Definir o perfil dos beneméritos do século XXI afigura-se uma tarefa tão difícil como explicar os motivos que levaram os primeiros notáveis a ceder o seu património, há alguns séculos atrás. Segundo reza a História, muitos disponibilizavam os seus proventos ao serviço da sociedade como forma de agradecimento ou de retribuição pela riqueza conquistada. Outros, procuravam simplesmente comprar o perdão dos seus pecados através das benemerências. Vários séculos passaram e hoje os motivos que estão na génese das benemerências são bem diferentes:
“Tanto temos o benemérito com um património vastíssimo, como temos aquele com um pequeno património e que, por não ter filhos ou por qualquer outra razão, decide deixar os seus bens a uma instituição à qual reconhece credibilidade. Temos também outra parte que nos procura e manifesta vontade de deixar os seus bens como forma de agradecimento por todo o apoio que receberam desta Santa Casa em momentos difíceis das suas vidas”, explica Carla Antas de Almeida, o “rosto” da Unidade de Benemerências da Santa Casa desde 2014, ano em que assumiu a direção daquele serviço e onde se mantém desde então.
Seja por agradecimento para com a instituição que os apoiou, seja pelo reconhecimento relativamente ao trabalho desenvolvido pela Santa Casa, a verdade é que a maior parte dos beneméritos procura a instituição ainda em vida. Pedem conselhos, desejam que alguém se preocupe consigo e quando transpõem as portas da Misericórdia de Lisboa “sentem-se bem recebidos”.
“É a solidão que leva muitos beneméritos a procurarem a Santa Casa. Para muitos nasce aqui uma nova família e, face à ausência de uma rede de suporte familiar, querem assegurar condições de apoio durante a idade mais avançada. São, na sua maioria, viúvos, mais do sexo feminino do que masculino e, por estarem sós, pretendem deixar esses bens à Misericórdia de Lisboa”, relata a responsável pela Unidade de Benemerências.

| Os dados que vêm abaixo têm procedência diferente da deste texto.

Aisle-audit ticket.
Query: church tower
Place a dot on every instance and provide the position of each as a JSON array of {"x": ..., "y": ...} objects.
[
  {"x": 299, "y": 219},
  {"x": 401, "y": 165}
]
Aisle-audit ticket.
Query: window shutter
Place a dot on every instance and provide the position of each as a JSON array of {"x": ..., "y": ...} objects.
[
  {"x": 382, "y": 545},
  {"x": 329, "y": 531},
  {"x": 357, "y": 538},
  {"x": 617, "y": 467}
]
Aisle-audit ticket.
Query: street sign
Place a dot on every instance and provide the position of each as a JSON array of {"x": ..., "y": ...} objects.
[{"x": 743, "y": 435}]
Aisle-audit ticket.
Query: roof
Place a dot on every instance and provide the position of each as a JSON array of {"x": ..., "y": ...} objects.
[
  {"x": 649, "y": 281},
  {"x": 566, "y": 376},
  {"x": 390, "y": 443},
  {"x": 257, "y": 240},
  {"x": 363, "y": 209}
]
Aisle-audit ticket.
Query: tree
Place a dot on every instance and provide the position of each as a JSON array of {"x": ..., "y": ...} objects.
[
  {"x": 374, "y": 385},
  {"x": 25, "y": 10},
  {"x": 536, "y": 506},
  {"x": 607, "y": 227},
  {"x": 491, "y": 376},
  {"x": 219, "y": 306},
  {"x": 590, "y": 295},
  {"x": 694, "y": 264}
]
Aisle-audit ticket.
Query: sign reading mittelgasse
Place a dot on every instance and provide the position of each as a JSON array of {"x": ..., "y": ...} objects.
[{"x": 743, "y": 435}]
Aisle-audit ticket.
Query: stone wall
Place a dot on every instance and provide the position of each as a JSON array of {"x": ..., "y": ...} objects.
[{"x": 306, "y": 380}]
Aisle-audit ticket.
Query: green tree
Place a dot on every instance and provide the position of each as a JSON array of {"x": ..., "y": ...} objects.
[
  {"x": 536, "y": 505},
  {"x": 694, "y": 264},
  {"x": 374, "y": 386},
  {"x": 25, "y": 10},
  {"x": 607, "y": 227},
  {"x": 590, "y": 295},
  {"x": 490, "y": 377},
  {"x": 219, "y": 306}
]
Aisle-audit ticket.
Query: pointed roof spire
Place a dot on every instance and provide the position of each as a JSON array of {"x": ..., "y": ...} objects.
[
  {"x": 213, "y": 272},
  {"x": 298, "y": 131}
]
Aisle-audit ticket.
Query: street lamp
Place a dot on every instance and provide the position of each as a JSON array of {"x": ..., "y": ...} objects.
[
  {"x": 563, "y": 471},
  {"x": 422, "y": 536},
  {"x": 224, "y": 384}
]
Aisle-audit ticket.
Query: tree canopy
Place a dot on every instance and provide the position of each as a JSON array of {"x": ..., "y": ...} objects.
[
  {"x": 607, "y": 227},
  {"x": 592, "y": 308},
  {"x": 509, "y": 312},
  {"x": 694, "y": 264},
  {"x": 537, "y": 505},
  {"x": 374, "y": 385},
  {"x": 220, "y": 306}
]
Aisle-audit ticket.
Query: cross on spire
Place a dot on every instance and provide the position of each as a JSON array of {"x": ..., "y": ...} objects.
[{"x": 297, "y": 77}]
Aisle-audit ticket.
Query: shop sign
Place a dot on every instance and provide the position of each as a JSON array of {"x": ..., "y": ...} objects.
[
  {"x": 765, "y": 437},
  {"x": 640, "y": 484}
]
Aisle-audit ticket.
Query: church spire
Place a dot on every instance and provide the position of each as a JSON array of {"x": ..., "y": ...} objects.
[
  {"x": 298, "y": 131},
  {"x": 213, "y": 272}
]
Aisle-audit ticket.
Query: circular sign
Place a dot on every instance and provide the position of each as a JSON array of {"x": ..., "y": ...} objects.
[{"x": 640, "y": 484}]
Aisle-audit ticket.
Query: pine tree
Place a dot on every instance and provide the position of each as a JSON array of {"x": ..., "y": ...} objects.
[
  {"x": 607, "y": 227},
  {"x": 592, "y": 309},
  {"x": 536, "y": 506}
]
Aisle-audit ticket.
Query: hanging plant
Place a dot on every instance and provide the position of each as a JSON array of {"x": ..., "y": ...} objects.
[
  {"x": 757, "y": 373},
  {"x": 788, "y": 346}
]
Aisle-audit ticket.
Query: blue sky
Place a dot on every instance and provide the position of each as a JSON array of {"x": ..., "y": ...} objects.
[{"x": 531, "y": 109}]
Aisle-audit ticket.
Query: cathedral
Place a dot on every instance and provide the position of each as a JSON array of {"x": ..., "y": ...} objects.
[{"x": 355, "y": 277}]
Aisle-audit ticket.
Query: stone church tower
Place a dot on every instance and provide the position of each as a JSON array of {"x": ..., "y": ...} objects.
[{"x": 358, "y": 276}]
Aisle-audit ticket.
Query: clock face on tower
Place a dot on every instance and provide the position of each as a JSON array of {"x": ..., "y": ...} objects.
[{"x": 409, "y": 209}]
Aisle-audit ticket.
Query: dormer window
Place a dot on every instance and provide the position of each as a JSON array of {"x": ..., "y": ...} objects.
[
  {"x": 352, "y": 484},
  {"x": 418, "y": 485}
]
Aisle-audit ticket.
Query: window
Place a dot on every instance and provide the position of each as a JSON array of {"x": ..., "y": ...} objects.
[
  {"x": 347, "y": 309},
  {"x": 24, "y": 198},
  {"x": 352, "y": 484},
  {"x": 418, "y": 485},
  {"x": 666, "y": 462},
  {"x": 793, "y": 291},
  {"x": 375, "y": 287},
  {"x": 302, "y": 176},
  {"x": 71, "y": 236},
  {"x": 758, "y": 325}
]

Nesta unidade, quem lá trabalha é periodicamente confrontado com algumas surpresas inesperadas, como o contacto de advogados ou testamenteiros que comunicam o testamento de beneméritos falecidos iniciando-se, assim, um longo e burocrático processo.
“Primeiro, apuramos o respetivo acervo hereditário e, após uma análise minuciosa do mesmo, remetemos para posterior aceitação ou repúdio da Mesa da Misericórdia”, começa por explicar Carla Antas de Almeida. Afinal, tal como em qualquer contexto familiar, a Santa Casa não herda apenas património ou quantias financeiras, mas também encargos, pelo que as situações têm de ser avaliadas. Após a aceitação, inicia-se a execução da herança propriamente dita, muitas vezes acompanhada de últimas vontades que têm se ser escrupulosamente cumpridas.